Summer of 2010 was the coldest summer on record in Los Angeles, and I think this winter is the coldest I can remember in the 17 years that I’ve lived here.  That summer, cold as it was, was a non-starter.  Rain had ordered Begonia bulbs in the Spring, but by the time he actually potted them, it was already June.  We had about a dozen pots; both ceramic pots for standing plants and plastic hanging pots – all huddled off to the edge of the patio that still gets sunlight in the afternoon.  It seemed to take forever for them to get started.



Shakti's puja tray of Begonias and Hibiscus.

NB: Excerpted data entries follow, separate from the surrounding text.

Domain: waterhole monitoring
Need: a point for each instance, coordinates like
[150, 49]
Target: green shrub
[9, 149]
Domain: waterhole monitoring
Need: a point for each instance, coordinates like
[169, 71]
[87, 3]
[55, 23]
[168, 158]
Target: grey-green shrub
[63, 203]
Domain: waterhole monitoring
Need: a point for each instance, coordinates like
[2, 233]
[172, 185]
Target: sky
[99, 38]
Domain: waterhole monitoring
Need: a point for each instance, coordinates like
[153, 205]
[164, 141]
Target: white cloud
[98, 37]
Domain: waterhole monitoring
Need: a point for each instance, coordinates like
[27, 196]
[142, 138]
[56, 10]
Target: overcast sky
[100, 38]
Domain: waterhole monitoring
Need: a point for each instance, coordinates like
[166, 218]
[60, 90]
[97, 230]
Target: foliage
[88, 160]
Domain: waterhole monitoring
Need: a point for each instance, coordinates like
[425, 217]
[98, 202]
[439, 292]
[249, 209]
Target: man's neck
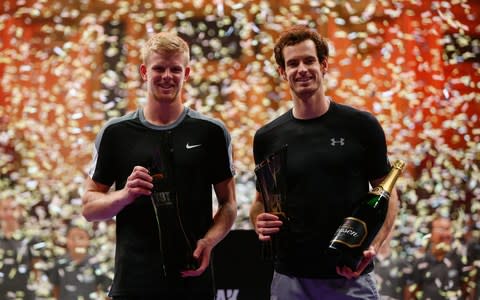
[162, 113]
[310, 107]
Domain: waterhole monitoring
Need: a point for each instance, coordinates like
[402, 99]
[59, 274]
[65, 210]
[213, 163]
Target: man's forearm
[222, 222]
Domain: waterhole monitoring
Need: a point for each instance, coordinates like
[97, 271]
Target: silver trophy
[271, 180]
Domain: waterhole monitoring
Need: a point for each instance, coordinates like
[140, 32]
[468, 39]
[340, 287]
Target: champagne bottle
[357, 231]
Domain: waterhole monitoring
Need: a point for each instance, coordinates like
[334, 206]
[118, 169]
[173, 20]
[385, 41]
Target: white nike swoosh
[192, 146]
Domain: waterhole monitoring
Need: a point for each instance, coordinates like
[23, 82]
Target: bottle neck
[389, 181]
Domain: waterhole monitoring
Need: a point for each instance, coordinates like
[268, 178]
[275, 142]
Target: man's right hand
[267, 224]
[138, 183]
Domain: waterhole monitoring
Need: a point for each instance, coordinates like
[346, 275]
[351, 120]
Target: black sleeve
[220, 155]
[102, 168]
[378, 163]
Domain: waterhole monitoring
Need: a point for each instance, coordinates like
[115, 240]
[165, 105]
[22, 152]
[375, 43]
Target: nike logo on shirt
[188, 146]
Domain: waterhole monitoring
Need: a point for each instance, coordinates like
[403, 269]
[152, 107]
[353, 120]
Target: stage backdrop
[240, 271]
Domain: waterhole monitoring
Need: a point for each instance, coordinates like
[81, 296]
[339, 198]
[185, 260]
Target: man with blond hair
[163, 160]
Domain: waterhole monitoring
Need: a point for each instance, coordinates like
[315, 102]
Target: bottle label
[352, 233]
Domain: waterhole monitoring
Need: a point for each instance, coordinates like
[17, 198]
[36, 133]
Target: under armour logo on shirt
[335, 142]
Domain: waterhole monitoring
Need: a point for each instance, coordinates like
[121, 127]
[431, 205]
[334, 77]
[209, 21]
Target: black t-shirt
[195, 152]
[330, 161]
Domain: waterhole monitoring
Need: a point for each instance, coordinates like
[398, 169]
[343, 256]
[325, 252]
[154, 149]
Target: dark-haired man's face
[303, 71]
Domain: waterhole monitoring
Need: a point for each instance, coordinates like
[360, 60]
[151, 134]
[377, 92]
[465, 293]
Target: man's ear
[143, 71]
[324, 66]
[282, 73]
[187, 73]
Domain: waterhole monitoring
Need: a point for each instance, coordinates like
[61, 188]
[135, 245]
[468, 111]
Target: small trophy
[271, 179]
[175, 246]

Yet, one by one, their baby pink tubers peeked up through the soil and eventually, blossomed.  All except two standing pots, which I watched suspiciously, as Spring turned to Summer and their soil went unstirred.  One began to develop mold, so I knew the bulb had rotted so I removed the pot from the group.  It had totally decomposed; there was hardly anything left to throw away.  But the soil in the pale green pot still looked viable; and it cost me nothing to pass it back and forth every day, eyeing it and waiting for a change.  As the summer wore on, the Begonias in the other pots exploded and I was graced with Puja trays piled with opulent blossoms in a variety of shades of salmon, red, pink and yellow with crimson edges.

Finally, as the summer waned, our un-proverbial late bloomer in the green pot awakened from its slumber.  For its debut, it produced a huge, dazzling pink, ruffled blossom that was totally worth the wait.  Autumn came, and as the other plants began to lose life force, this plant kept producing these show-stopping blooms that were the center piece of the puja tray.  They were always the ones offered to my Guru’s picture.

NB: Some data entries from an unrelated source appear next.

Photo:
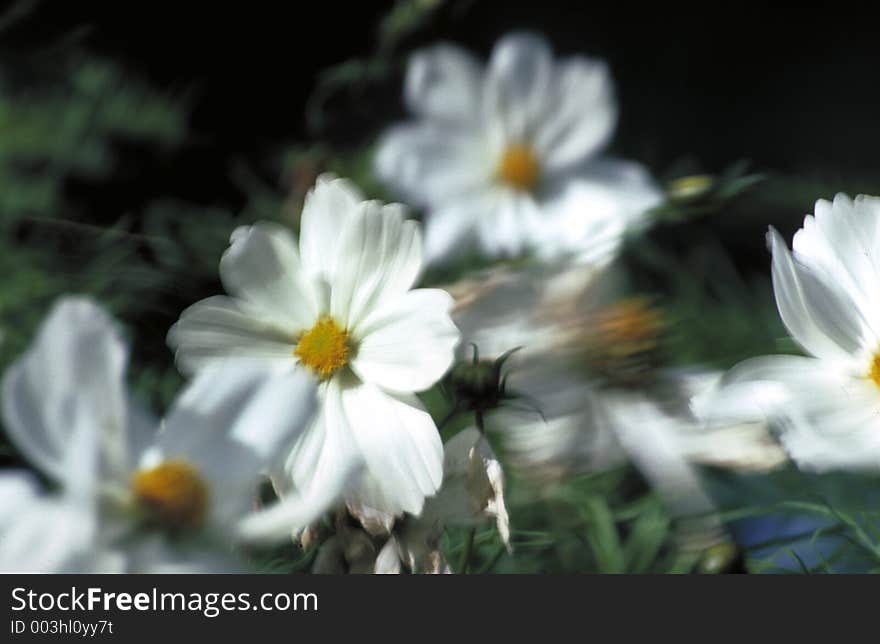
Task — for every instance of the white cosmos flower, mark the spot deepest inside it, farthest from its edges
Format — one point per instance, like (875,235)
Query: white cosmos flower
(561,317)
(472,493)
(504,157)
(66,408)
(339,305)
(826,404)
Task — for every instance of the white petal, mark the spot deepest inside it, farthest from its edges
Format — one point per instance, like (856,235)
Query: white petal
(649,437)
(72,376)
(380,256)
(581,119)
(408,346)
(450,229)
(222,328)
(518,83)
(327,209)
(827,420)
(230,422)
(842,241)
(400,445)
(819,316)
(430,164)
(40,533)
(444,82)
(262,268)
(512,226)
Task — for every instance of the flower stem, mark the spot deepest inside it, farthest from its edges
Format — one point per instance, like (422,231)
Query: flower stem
(466,555)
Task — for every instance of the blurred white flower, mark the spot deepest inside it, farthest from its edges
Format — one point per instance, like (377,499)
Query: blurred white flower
(340,306)
(472,493)
(66,408)
(591,369)
(826,405)
(504,157)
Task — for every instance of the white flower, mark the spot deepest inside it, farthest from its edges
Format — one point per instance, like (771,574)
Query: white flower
(339,305)
(827,404)
(472,492)
(572,341)
(473,486)
(66,408)
(505,157)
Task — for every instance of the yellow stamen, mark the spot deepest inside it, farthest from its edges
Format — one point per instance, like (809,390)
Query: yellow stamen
(172,494)
(519,167)
(324,348)
(691,187)
(874,373)
(630,325)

And they kept on coming – until finally, I picked the last one in the last week in December.  The day I picked it, I steeled myself knowing that after this last bloom was gone, I would have to cut the plants back, prepare the bulbs for storage, and my patio would again be barren til the next Summer. I would now have six months of having to purchase whatever I could to offer for puja:  baby Carnations, Alstromeria, perhaps an occasional Hibiscus.  Now, the feeling of abundance that would naturally arise within me as I harvested  the Begonias every morning had to be cultivated; it was no longer a product of my experience.  Now it was all in the attitude: I was grateful for these store bought flowers. If I focused on my gratitude, I could amplify it.  But the generosity of energy that I got from our Begonias was gone.

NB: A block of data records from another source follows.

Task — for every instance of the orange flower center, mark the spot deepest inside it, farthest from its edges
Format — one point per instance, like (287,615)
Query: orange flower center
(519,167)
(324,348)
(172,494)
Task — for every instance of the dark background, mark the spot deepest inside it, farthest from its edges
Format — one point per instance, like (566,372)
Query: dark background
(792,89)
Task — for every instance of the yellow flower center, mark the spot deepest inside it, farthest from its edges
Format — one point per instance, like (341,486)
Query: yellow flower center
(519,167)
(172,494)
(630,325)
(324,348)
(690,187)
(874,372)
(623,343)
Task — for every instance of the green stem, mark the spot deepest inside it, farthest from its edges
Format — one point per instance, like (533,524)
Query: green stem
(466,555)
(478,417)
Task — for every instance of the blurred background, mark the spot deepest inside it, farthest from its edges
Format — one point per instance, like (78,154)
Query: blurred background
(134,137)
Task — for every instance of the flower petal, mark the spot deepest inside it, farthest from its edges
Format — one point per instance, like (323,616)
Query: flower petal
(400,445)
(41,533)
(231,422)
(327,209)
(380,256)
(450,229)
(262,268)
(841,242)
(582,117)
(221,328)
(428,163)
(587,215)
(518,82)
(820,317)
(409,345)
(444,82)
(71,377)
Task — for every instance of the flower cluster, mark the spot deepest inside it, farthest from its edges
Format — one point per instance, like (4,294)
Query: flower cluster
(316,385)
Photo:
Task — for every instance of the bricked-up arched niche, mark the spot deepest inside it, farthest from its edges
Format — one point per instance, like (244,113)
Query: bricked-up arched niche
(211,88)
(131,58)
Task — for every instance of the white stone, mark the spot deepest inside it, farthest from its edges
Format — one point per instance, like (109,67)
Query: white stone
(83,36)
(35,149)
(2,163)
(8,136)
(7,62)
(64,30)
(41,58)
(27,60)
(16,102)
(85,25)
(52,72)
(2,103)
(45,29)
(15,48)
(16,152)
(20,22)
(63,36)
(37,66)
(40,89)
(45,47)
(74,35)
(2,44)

In January, I happened to end a relationship that needed ending.  For months, I kept thinking that it was over only to have it flare up again, so that end was a long time in coming. Now, that energy, too, was gone, and a chill came over me.  Often, I would find my mind heading down dead-end thought processes about my choices, the circumstances, wondering about the future in a vain attempt to grasp the past.  Quietly these thoughts would steal into my consciousness, unannounced, wreaking havoc until I would notice them and in doing so, lessen their effect.

This inner dialog, though, is persistent.  It wants to know when will it experience that energy again.  It wants richness and beauty and it wants it to be summer, too!  It is Los Angeles, after all.  We never used to have winters like this – they were always so mild.  It wants to love – and be loved – again.  This inner dialog does not know about time, and that it heals.  It is not aware that without time, nothing can.

Meanwhile, the Begonia bulbs know that it’s Winter.  They know it in their DNA – on a level we humans wouldn’t condescend to consider knowledge.  But it is an intelligence nonetheless.  They rest, nestled in sawdust in little cardboard boxes in the tool shed, as night temperatures around here flirt with freezing and the wind and rain scrub our polluted air clean.  The bulbs are gathering life force; germinating, storing energy.  They don’t dream of Spring.  But they’ll know what to do when the time comes.